Dr Jane Littlejohn, AWI General Manager Research says, “Woolgrowers are reporting reduced protection levels to blowfly chemicals and it’s important they determine whether they’re seeing actual resistance to chemicals or if something other than chemical resistance may be reducing the protection period or the effectiveness of the chemical treatment on their property.
Understanding chemical resistance and the role that an integrated pest management approach plays in flystrike management is crucial to woolgrowers effectively preventing and treating flystrike during the fly season.
Recent research conducted by AWI and NSW DPI found increased resistance to some flystrike chemicals in blowfly samples, which coincides with the reports from woolgrowers of reduced protection periods.
In response, AWI has information available to help woolgrowers monitor, prevent and treat flystrike, as well as reduce the risk and manage the impact of chemical resistance on their property”.

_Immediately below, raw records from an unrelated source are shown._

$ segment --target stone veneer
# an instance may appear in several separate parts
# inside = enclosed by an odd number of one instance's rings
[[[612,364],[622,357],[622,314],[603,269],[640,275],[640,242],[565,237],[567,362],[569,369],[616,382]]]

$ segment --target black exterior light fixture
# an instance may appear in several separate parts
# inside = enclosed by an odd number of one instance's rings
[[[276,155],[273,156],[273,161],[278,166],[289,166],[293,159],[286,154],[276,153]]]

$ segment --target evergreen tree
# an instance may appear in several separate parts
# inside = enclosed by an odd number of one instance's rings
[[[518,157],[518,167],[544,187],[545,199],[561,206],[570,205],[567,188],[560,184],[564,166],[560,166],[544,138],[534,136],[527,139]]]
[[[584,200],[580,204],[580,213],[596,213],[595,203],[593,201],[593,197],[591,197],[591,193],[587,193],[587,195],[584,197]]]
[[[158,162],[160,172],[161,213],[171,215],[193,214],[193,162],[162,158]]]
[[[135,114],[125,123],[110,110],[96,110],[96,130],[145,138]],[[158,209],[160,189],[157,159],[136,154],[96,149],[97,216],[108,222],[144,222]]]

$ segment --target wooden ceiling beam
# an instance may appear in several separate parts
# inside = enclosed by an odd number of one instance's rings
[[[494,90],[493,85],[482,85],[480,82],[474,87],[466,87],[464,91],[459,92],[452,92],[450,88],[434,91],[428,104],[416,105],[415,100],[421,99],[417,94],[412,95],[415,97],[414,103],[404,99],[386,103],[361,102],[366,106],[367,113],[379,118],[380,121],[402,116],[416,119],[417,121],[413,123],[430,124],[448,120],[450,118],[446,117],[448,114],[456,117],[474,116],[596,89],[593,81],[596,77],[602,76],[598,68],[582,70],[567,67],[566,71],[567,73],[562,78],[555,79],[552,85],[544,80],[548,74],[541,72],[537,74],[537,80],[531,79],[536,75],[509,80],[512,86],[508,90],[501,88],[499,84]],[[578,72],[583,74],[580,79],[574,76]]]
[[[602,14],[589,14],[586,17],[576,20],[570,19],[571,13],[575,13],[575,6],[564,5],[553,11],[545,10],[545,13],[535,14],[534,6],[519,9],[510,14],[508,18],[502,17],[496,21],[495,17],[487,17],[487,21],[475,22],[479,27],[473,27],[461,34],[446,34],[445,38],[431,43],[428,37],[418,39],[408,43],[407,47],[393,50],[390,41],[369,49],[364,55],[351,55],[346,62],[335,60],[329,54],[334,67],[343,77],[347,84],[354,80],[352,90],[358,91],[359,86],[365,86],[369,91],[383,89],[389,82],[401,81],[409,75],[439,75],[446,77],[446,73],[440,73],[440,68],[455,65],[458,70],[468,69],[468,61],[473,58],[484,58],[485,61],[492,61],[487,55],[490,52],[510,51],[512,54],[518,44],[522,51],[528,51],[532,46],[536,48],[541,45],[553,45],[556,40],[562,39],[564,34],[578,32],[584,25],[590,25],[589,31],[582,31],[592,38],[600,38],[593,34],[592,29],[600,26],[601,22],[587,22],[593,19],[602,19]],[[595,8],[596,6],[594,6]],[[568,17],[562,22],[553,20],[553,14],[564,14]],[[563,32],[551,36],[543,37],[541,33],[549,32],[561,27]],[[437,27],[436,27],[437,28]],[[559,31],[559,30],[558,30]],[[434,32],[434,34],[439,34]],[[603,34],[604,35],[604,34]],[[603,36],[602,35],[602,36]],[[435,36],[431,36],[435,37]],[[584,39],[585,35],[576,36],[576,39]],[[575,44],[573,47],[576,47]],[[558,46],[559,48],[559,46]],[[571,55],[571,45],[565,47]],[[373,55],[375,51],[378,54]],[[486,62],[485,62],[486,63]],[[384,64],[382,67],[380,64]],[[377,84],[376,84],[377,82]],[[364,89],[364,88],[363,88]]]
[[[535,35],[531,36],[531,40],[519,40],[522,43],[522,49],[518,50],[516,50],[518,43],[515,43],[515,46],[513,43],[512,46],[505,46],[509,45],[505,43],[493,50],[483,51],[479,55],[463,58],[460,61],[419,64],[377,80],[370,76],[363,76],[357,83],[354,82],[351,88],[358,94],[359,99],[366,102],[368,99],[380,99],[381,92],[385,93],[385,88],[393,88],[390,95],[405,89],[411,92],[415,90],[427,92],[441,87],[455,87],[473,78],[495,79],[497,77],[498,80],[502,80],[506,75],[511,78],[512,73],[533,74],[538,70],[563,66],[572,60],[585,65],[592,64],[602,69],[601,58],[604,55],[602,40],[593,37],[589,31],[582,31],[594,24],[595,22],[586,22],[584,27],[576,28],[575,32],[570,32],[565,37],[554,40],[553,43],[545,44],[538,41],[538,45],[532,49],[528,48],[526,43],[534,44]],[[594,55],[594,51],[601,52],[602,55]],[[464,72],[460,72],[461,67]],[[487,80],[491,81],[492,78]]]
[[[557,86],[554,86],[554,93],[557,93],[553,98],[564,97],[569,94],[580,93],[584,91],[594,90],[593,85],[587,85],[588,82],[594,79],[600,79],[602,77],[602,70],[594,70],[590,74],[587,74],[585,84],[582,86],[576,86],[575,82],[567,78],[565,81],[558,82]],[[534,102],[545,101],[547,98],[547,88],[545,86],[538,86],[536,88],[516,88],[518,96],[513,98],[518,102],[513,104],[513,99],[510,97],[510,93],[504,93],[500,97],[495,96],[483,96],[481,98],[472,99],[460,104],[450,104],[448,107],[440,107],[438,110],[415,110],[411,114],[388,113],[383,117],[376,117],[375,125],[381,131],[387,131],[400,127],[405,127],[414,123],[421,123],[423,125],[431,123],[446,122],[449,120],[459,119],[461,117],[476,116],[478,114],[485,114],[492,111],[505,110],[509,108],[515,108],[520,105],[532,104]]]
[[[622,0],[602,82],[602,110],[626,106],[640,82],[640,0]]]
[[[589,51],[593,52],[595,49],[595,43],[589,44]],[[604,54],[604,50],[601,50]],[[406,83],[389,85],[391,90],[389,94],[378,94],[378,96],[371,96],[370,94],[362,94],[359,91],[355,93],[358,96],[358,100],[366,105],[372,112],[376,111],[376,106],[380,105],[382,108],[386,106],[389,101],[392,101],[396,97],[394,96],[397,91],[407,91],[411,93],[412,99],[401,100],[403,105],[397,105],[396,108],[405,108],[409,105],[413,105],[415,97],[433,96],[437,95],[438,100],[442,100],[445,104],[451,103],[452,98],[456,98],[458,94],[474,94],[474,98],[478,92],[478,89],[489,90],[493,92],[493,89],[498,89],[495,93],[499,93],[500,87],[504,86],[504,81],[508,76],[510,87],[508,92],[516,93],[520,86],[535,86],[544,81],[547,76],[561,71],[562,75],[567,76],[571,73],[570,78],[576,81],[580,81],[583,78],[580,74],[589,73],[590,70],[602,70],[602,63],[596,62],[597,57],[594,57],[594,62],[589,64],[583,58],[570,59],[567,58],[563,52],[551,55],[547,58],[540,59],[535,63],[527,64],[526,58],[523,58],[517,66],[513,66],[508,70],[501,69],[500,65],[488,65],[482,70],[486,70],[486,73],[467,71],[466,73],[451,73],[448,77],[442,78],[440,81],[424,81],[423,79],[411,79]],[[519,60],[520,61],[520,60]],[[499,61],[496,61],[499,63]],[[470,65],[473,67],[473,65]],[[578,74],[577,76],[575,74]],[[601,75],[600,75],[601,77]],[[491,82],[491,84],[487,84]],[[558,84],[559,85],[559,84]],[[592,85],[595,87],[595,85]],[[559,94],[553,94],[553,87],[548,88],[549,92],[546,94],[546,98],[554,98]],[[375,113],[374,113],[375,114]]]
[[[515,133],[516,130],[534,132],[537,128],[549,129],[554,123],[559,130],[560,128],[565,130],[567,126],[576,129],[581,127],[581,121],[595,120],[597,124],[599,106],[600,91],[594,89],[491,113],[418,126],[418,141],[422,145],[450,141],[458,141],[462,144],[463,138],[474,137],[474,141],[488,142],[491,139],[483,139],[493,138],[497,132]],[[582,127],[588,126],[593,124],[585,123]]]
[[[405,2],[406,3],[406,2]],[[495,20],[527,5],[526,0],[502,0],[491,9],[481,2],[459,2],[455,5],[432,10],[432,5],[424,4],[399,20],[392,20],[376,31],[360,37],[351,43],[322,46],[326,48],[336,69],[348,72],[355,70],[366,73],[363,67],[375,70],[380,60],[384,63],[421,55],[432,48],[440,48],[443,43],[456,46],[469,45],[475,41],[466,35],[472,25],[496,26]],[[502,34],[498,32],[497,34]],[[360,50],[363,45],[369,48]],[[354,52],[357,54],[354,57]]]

Access a range of resources to help
Several new and updated resources on managing chemical resistance, developed in consultation with a group of experts, are available on the AWI website, including:
- Chemical Resistance factsheets addressing how chemical resistance occurs, how to determine if chemical resistance is an issue and how to minimise its impact.
- A Guide to Flystrike Chemical Rotation
- A Flystrike Prevention and Treatment Chemical Guide that helps woolgrowers identify which flystrike chemicals are available for them to use for their specific circumstances
- Practical answers to Frequently Asked Questions from woolgrowers about chemical resistance in blowflies
- A range of standard operating procedures related to flystrike treatment, chemical application and fly control.
“Remember, if you think resistance is an issue on your property, this doesn’t mean the chemicals have totally lost effectiveness” says Dr Littlejohn. “But you may be seeing shorter periods of protection than what you previously expected. So, I encourage you to regularly monitor your sheep for flystrike, even if you have only recently treated them.”